Zonder dat ik het doorhad werkte mijn bewustzijn van de bovenburen door tot mijn dagelijkse routine, zodat ik op een vrijdagavond besefte dat ik wachtte op het geluid van het vallen van hun schoenen naast hun bed. Ik wist precies hoe de val zou klinken. Ik wist dat dit gevolgd zou worden door het droevige gezoem van de satellietschotel boven. Ik was, besefte ik, constant met ze bezig: deze mensen die ik ooit vluchtig over de telefoon gesproken heb, maar nooit echt heb ontmoet. Toch ken ik hun slaapkamerrituelen tot de meeste intieme akoestische detail.

Ik probeer ze voor me te zien maar het beeld blijft vaag. In mijn voorstelling zijn ze het type dat naar de plaatselijke sportschool gaat (op de hoek,) en zijn ze op een of ander manier opgeblazen, alsof ze voorzichtig tot kritieke punt zijn opgepompt. Maar waar baseer ik dit eigenlijk op? Het is niet hun fysieke aanwezigheid die mij wakker houdt. Het is de ruimte die zij innemen door hun geluiden waardoor ik altijd bewust ben van hen.

Omdat ik mijn buren kan horen hebben zij mijn ruimte geïnfiltreerd: niet met hun lichamen maar met hun geluid. Ze vestoren de plek die mij thuis is—waar ik als enige kan doen wat ik wil.

De stilte van mijn thuis is mijn thuis. Mijn persoonlijke, privé ruimte. Maar wat is stilte eigenlijk? Het is hier nooit echt stil. Je hoort vogels, het gezoem van de koelkast, de auto’s die langsrijden. Maar dit zijn de achtergrondgeluiden van mijn huis waar ik aan gewend ben.

Het idee van een achtergrondgeluid heeft sowieso iets ruimtelijks. Als een soort omgeving, een eigen kamer die je altijd—als het stil is—overal mee naar toe kan nemen. Sommige mensen hebben dit juist als er heel veel geluid is, dit is hun ‘achtergrond’ en voelen zich ongemakkelijk als het er niet is. Onverwachte geluiden verkondingen dat deze ruimte niet bestaat, vooral als je niet aan deze geluiden kan ontsnappen, of er niets aan kan doen. Een druppelende kraan is minder frustrerend omdat ik weet dat ik hem dicht kan draaien. Maar aan het geluid van de buren kan ik niets doen. Het enige wat ik kan doen is er aan wennen, of ze bellen (en het geluid van de telefoon boven af horen gaan), of misschien mijn eigen muziek heel hard aanzetten, wat tijdelijk een soort van voldoening geeft.

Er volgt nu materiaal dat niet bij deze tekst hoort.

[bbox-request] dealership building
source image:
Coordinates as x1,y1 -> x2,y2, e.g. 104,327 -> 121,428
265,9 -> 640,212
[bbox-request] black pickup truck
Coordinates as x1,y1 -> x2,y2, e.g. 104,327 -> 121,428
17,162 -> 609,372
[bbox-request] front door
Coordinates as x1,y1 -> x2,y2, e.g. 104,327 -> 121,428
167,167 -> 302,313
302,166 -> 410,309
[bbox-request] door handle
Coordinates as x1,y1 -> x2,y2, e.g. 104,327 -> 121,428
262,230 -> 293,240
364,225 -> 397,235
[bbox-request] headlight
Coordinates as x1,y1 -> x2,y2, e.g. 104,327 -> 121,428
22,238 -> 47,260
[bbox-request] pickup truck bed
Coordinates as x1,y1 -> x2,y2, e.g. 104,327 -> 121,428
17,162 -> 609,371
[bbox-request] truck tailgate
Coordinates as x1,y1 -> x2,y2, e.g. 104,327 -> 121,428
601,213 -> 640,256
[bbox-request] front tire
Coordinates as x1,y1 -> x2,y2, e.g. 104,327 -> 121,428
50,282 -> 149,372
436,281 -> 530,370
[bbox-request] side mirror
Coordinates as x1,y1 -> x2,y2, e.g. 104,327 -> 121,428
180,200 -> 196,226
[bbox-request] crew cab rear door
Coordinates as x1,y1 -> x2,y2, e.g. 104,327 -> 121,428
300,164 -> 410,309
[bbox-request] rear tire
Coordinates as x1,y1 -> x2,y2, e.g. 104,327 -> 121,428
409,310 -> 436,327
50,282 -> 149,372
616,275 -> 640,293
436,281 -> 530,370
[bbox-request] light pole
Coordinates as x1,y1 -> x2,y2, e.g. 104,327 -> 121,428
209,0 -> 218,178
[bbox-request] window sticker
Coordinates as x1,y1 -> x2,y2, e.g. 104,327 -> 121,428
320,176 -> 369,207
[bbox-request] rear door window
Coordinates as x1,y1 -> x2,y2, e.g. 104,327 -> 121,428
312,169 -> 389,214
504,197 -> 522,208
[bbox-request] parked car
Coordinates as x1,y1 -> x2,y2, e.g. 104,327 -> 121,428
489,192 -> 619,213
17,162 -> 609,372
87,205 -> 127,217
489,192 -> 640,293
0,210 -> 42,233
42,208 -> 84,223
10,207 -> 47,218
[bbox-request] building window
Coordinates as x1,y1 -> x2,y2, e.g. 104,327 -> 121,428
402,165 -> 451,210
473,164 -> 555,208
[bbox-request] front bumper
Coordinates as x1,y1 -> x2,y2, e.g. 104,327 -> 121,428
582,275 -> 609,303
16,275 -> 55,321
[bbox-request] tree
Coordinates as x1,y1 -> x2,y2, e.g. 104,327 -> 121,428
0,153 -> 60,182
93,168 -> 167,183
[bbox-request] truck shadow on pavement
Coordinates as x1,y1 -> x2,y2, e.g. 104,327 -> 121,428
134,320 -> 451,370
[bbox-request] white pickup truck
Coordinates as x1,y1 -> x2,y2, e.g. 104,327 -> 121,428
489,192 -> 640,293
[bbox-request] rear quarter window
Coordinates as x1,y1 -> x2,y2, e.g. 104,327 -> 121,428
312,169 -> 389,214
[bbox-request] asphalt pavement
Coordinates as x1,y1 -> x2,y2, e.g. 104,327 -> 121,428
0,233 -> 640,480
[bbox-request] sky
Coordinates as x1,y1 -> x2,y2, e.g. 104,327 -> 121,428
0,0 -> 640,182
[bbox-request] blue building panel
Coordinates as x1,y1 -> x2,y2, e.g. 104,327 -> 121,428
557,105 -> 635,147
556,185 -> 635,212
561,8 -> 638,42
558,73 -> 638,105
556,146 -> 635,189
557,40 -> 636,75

Er gebeurt iets vreemds als de buren ineens stil zijn. Ik word gek van de stilte. Het laat me denken aan een verhaal die ik gelezen heb over een man die elke avond voor het slapen gaan kon horen hoe de bovenbuurman zijn schoenen een voor een uittrok. Op een avond wordt de bovenbuurman er ineens van bewust dat dit geluid best asociaal zou kunnen zijn. Ineens voelt hij zich intens schuldig. Met de precisie van een maanlanding plaatst hij zijn rechter schoen naast de ander. Na een kwartier schrikt hij wakker. Hij hoort een stem schreeuwen : “Mijn god! Trek de andere schoen uit zodat ik eindelijk kan slapen!”

Inmiddels ben ik zo gewend geraakt aan de routines van mijn bovenburen dat ze bijna onderdeel zijn geworden van mijn achtergrond geluid en, inderdaad, merk ik het als hun geluid ontbreekt.